第69話 少し観光しよう
「おぉ〜やっぱり高いところは綺麗だね」
「ねっ!! こんなに綺麗だと嬉しいよね〜」
「もっと暗くなれば夜景とかも綺麗に見えそう」
「そうだね。 でも、ビルとかの光がついてたら、それだけ働いている人がいるってことで……」
「灯、夢のないこと言わないでよー!!」
「あははっごめんごめん」
俺は窓側のベットに腰掛けた状態で、隣のベットで時計をいじっている灯に声を掛ける。
俺たちの荷物はテーブルの上に置いたり、床に置いている。
確かに2人で使っても大丈夫な広さだけど、少し窮屈には感じるかも。
「これからどうしよっか? どこに観光行きたいとかある?」
灯が窓の外を見ながら言う。
……実を言うと、俺はどうしても行きたい場所があるんだ。
後は灯に提案するだけ。
…………ふぅ。 覚悟は決めてるんだ。
後は実行する勇気だけだ。
頑張れっ頑張れ俺っ!!
俺は震えそうな身体に力を入れる。
手は開いた状態で膝の上に置いていたが、気づけば爪が食い込むぐらいぎゅっと握っていた。

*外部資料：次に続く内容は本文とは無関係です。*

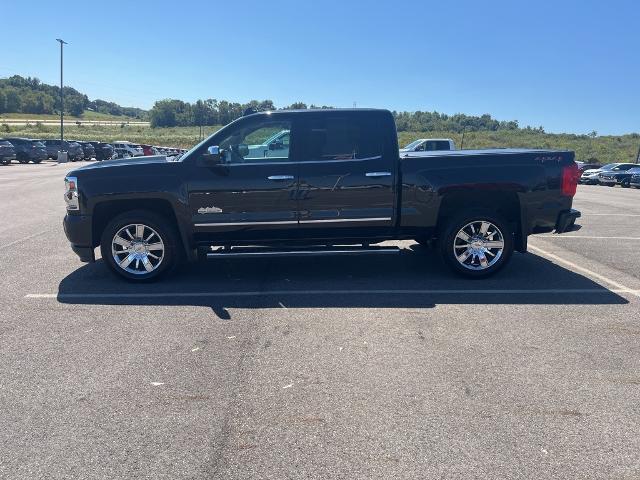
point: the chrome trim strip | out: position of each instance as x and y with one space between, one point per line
292 222
280 177
378 174
236 224
344 220
299 163
303 253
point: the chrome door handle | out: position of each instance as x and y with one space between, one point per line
280 177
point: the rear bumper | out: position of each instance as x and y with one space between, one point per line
589 179
608 181
566 220
78 230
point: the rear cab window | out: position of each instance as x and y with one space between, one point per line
339 138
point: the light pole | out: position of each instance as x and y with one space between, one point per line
62 43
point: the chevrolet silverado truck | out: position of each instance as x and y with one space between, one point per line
340 188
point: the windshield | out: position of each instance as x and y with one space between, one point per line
415 143
609 166
185 155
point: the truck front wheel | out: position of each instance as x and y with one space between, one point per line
476 245
139 246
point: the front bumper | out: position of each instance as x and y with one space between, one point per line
589 179
607 181
566 220
78 229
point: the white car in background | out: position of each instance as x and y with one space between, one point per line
429 145
277 145
131 148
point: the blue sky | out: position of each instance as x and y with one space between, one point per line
570 66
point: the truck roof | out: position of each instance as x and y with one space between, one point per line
488 151
321 110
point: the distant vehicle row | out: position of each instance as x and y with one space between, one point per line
26 150
624 174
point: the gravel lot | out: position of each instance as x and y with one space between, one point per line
334 368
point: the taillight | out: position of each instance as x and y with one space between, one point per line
570 177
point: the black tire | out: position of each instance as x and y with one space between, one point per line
449 243
168 236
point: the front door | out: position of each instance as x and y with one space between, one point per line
347 176
252 192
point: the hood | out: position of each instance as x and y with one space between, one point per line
125 162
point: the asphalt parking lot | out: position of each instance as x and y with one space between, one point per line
334 368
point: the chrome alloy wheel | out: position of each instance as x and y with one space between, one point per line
137 249
478 245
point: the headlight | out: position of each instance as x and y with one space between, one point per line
71 193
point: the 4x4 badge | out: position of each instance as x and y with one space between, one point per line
204 210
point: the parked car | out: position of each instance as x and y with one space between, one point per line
429 145
132 149
88 149
28 150
104 151
343 186
121 153
148 150
73 149
590 175
619 175
7 152
582 166
277 145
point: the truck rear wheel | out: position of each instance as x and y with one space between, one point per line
140 246
477 244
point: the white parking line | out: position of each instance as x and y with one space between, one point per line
256 293
24 239
586 271
588 237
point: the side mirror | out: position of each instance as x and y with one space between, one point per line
212 157
243 150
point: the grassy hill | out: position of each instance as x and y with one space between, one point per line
87 115
606 149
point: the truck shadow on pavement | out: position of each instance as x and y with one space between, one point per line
416 278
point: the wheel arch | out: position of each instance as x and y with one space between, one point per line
105 211
504 203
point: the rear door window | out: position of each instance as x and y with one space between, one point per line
332 138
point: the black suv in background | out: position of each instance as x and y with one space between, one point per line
7 152
618 175
72 148
104 151
28 150
88 149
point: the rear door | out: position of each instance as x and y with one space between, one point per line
252 193
347 175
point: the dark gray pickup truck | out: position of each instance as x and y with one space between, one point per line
315 182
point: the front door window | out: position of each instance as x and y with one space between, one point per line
257 142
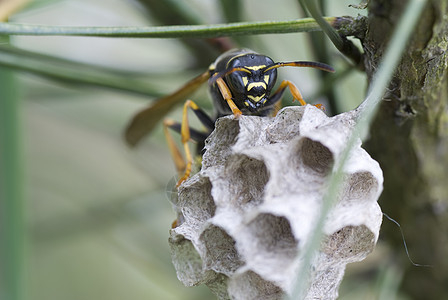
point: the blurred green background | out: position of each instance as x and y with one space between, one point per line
97 214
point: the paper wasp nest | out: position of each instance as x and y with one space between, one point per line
246 215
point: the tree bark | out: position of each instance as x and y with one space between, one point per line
410 140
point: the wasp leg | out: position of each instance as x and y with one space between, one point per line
227 95
179 161
294 91
183 166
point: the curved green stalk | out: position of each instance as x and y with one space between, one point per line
67 71
367 111
175 31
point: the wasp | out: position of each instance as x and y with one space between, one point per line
240 81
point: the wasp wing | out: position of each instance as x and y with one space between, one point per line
145 121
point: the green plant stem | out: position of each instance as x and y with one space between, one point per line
12 228
367 111
67 71
176 31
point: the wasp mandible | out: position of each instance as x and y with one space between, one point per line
240 82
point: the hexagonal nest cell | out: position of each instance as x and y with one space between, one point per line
247 214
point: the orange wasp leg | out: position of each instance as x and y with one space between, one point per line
294 91
183 166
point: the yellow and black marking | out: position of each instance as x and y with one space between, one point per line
240 82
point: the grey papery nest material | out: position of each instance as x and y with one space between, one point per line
245 217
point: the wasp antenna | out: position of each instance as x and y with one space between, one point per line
404 243
227 72
305 64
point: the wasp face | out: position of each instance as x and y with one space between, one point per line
251 86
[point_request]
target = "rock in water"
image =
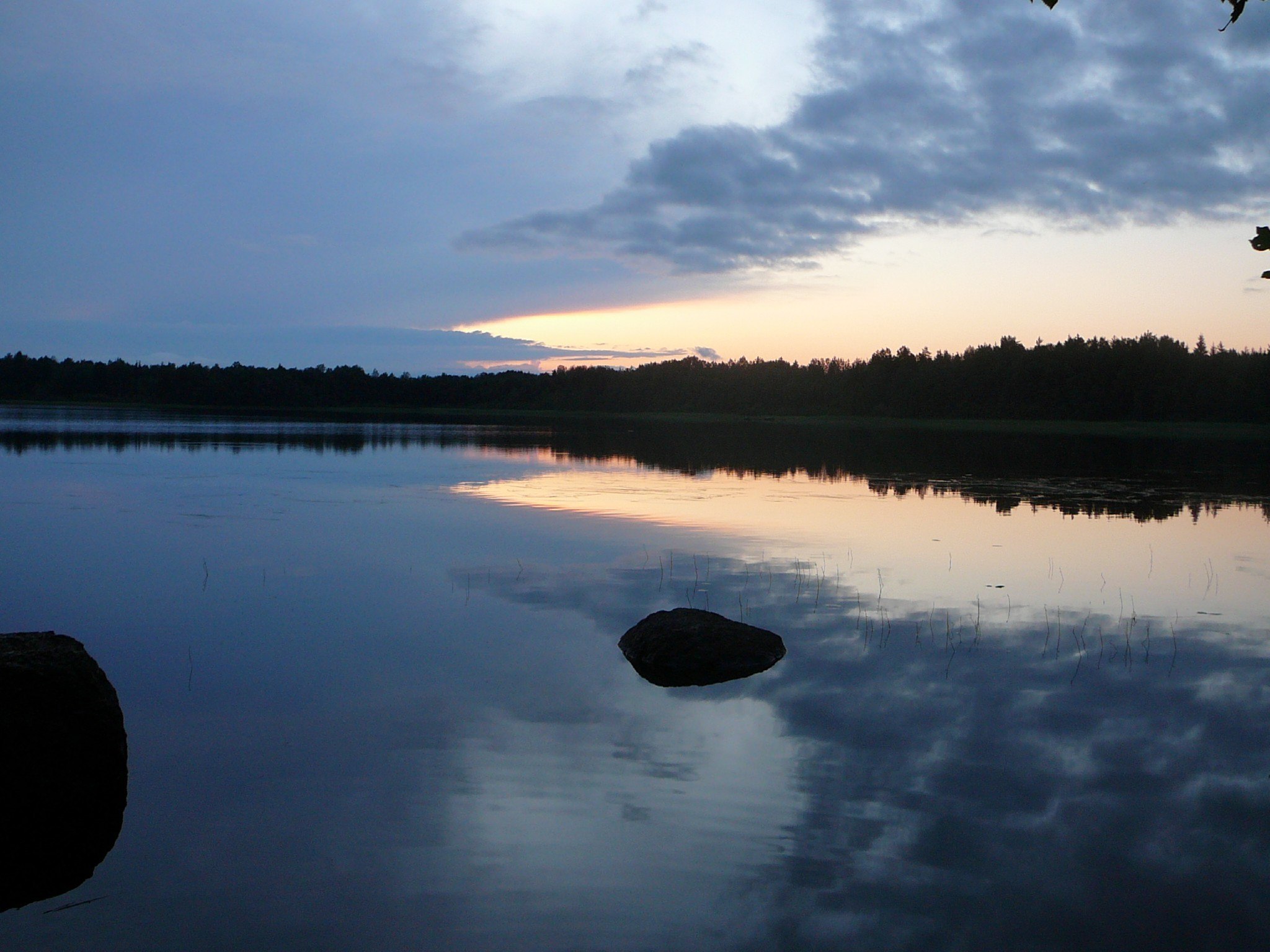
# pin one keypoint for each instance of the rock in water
(687, 646)
(64, 767)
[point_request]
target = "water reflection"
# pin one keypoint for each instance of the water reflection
(374, 697)
(1095, 475)
(65, 764)
(1088, 783)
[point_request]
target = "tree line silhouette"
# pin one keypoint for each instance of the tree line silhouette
(1150, 379)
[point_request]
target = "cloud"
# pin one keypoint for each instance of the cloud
(941, 111)
(389, 350)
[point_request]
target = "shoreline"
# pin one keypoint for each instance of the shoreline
(1137, 430)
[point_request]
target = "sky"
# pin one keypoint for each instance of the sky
(427, 186)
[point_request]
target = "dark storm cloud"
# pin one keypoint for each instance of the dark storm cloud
(938, 112)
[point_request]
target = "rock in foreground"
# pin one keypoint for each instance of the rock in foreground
(64, 762)
(687, 646)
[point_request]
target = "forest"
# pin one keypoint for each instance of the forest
(1145, 379)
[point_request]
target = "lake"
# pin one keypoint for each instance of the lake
(374, 696)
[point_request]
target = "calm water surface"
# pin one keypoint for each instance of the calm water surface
(375, 702)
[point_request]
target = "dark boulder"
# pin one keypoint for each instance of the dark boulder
(64, 767)
(687, 646)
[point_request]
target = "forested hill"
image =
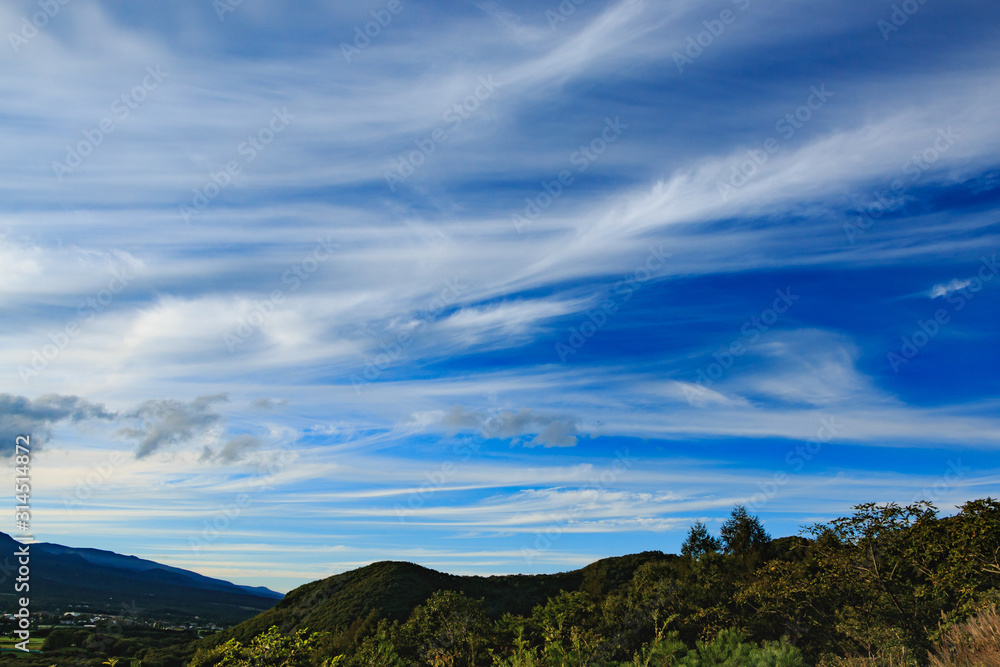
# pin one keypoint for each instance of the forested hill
(888, 585)
(392, 590)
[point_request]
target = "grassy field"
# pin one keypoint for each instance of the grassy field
(7, 644)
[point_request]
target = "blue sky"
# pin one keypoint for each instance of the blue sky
(498, 286)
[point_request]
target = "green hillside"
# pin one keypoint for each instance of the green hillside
(392, 590)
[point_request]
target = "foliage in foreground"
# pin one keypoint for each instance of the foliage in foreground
(889, 585)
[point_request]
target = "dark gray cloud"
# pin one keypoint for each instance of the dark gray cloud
(548, 430)
(169, 422)
(20, 415)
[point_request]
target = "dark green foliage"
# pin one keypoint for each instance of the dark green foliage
(743, 535)
(887, 581)
(699, 542)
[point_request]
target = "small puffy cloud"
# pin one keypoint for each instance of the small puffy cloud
(944, 289)
(20, 415)
(234, 450)
(268, 404)
(170, 422)
(548, 430)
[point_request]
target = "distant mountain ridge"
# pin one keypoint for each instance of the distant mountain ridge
(103, 581)
(392, 589)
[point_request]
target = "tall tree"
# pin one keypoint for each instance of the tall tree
(742, 534)
(699, 541)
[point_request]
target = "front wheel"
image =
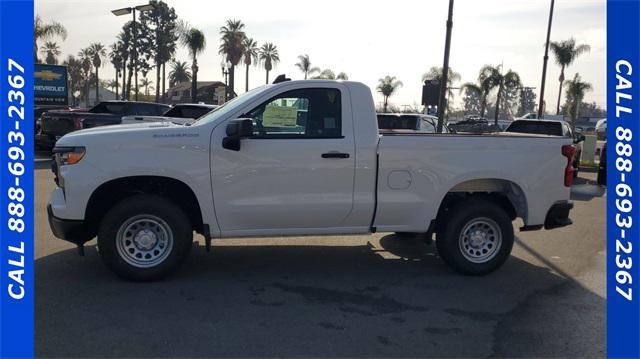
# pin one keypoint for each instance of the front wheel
(145, 237)
(477, 238)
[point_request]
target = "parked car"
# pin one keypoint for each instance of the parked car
(302, 158)
(55, 124)
(552, 128)
(394, 122)
(602, 166)
(39, 110)
(601, 129)
(179, 114)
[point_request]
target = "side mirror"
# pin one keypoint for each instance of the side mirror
(236, 130)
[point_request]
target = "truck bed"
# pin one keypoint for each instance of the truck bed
(417, 170)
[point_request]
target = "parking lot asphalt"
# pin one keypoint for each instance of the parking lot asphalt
(374, 296)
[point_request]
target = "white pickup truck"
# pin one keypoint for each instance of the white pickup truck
(301, 158)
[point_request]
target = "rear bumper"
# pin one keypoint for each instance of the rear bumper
(73, 231)
(557, 216)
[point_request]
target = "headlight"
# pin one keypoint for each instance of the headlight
(68, 155)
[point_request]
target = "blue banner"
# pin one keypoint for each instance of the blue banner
(623, 181)
(16, 179)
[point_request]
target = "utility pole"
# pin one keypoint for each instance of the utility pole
(445, 70)
(523, 91)
(129, 10)
(135, 51)
(544, 64)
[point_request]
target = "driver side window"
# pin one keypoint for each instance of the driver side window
(304, 113)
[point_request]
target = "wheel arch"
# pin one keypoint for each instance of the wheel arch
(113, 191)
(505, 193)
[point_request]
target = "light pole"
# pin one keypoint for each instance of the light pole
(129, 10)
(225, 65)
(544, 63)
(445, 70)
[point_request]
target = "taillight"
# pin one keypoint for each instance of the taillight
(77, 124)
(569, 151)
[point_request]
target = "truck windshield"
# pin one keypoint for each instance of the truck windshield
(230, 106)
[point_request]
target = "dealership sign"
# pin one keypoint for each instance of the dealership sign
(50, 85)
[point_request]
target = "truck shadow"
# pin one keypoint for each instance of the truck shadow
(387, 297)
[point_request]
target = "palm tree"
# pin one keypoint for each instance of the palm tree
(566, 53)
(146, 84)
(86, 58)
(98, 52)
(510, 79)
(486, 83)
(435, 73)
(387, 86)
(195, 41)
(112, 84)
(74, 71)
(576, 90)
(51, 50)
(304, 64)
(269, 57)
(179, 73)
(45, 31)
(250, 56)
(232, 46)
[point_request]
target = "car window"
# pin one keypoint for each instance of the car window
(116, 108)
(536, 127)
(427, 126)
(174, 112)
(305, 113)
(395, 122)
(194, 112)
(146, 109)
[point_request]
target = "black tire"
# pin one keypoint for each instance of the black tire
(165, 217)
(475, 210)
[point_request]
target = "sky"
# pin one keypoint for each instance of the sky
(371, 39)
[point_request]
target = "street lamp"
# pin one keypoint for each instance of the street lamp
(445, 69)
(225, 72)
(126, 11)
(544, 62)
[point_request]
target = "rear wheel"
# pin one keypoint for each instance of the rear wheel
(145, 237)
(477, 238)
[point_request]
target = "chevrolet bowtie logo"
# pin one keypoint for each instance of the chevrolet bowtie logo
(47, 75)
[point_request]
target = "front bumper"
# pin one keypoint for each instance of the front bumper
(74, 231)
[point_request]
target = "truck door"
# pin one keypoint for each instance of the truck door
(295, 174)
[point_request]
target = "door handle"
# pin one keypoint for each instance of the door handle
(335, 155)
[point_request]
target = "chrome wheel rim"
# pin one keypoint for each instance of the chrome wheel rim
(480, 240)
(144, 241)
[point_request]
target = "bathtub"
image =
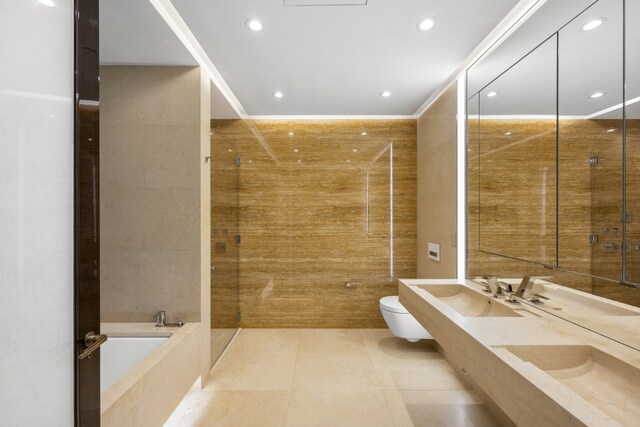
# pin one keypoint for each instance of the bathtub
(146, 371)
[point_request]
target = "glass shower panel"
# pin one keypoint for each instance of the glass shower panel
(225, 243)
(590, 142)
(632, 152)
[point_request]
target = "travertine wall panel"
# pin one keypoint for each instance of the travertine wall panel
(314, 213)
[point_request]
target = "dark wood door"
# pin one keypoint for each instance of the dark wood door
(87, 214)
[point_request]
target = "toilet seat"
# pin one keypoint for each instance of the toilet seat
(392, 304)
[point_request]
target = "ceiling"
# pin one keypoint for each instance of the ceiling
(336, 60)
(331, 59)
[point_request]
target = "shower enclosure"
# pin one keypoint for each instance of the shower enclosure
(225, 241)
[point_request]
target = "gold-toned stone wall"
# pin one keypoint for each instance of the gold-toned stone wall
(315, 213)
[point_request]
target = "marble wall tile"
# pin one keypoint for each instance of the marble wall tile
(150, 193)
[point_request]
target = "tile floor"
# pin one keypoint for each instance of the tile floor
(330, 377)
(219, 339)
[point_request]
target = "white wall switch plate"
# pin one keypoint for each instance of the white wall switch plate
(434, 251)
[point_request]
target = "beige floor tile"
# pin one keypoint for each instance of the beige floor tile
(338, 407)
(327, 372)
(231, 408)
(437, 409)
(383, 345)
(432, 375)
(331, 341)
(255, 362)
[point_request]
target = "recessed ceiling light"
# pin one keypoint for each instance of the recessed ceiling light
(592, 25)
(254, 25)
(426, 24)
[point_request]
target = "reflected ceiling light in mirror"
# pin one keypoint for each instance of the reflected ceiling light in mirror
(593, 24)
(254, 25)
(426, 24)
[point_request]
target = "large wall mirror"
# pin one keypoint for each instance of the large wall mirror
(553, 161)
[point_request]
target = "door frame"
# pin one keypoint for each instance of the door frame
(86, 239)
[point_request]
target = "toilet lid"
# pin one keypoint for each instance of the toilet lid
(392, 304)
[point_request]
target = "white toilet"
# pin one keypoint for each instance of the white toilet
(401, 323)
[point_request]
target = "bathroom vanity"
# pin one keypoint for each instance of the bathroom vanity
(531, 367)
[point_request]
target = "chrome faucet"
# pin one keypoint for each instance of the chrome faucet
(160, 317)
(487, 289)
(491, 285)
(525, 287)
(494, 286)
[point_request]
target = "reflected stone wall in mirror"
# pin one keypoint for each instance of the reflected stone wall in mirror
(590, 142)
(632, 154)
(473, 231)
(517, 160)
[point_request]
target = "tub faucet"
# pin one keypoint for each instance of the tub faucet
(160, 319)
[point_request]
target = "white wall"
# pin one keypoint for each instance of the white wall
(36, 213)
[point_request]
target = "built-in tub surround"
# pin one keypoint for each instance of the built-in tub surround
(510, 360)
(150, 193)
(322, 204)
(148, 392)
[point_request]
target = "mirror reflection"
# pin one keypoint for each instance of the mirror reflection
(553, 164)
(517, 159)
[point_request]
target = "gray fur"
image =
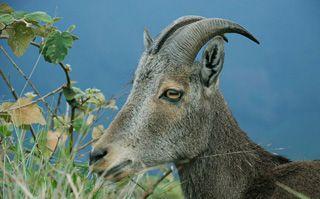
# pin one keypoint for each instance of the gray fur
(223, 161)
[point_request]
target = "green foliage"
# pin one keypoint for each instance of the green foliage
(23, 27)
(6, 19)
(38, 17)
(6, 129)
(56, 46)
(20, 37)
(40, 155)
(5, 9)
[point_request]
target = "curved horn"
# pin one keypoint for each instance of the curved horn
(169, 30)
(186, 44)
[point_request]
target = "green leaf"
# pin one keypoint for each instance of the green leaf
(71, 28)
(39, 17)
(5, 9)
(19, 14)
(44, 31)
(6, 19)
(5, 130)
(56, 47)
(2, 26)
(56, 19)
(20, 37)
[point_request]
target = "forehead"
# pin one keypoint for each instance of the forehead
(153, 68)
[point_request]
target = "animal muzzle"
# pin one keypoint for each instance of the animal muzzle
(110, 166)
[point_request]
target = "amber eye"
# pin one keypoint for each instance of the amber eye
(172, 95)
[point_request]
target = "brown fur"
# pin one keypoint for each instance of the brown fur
(151, 130)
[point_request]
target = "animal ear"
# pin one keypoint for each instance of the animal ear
(212, 61)
(147, 39)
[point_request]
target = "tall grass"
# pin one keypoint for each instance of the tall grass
(30, 170)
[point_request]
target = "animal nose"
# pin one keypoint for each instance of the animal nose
(96, 155)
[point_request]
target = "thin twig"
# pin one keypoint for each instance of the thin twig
(15, 96)
(12, 90)
(39, 99)
(87, 144)
(56, 109)
(150, 191)
(29, 82)
(73, 110)
(62, 65)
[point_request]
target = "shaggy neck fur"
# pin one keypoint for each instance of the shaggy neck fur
(229, 164)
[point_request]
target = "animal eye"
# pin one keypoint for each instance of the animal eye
(172, 95)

「……俺、行きたい場所があるんだ。 灯が良かったらそこに一緒に行かない?」
俺は灯の顔を見ながら言う。
声は震えてないかな? 表情はいつも通りかな? 灯に断られたらどうしよう?
俺の中で色々な気持ちが混ざり合う。
外からの音は全く気にならず、とにかく自分の心臓の音などがうるさかった。
「良いよ〜一緒に行こっか!!」
俺がドキドキしていると、灯がニコッと笑って答えてくれた。
それを見ると少し身体の力が抜ける。
首元や脇には少し汗をかいていた。
「それで、泉が行きたい場所ってどこ?」
「それは着いてからのお楽しみってことで」
「えぇーーー!! なにそれっ! 気になるな〜」
「そんなに遠いところじゃないとだけ言っとこう」
「ふ〜ん……どんなとこなんだろ? 気になるし楽しみだなー!!」
灯はニコニコと笑いながら、テーブルに置かれている鞄を手に取る。
俺も床に置いてある荷物を手に取って、ベットから立ち上がった。
「そこまでの行き方とかはもう調べてあるから安心してね」
「準備良いね。 そんなに行くの楽しみなんだ」
正直楽しみなんて殆どない。
不安とドキドキでいっぱいいっぱいだ。
「まっそんなとこかな」
俺たちはそんなことを話しながら部屋を出る。
そして、目的地へと向かうのだった。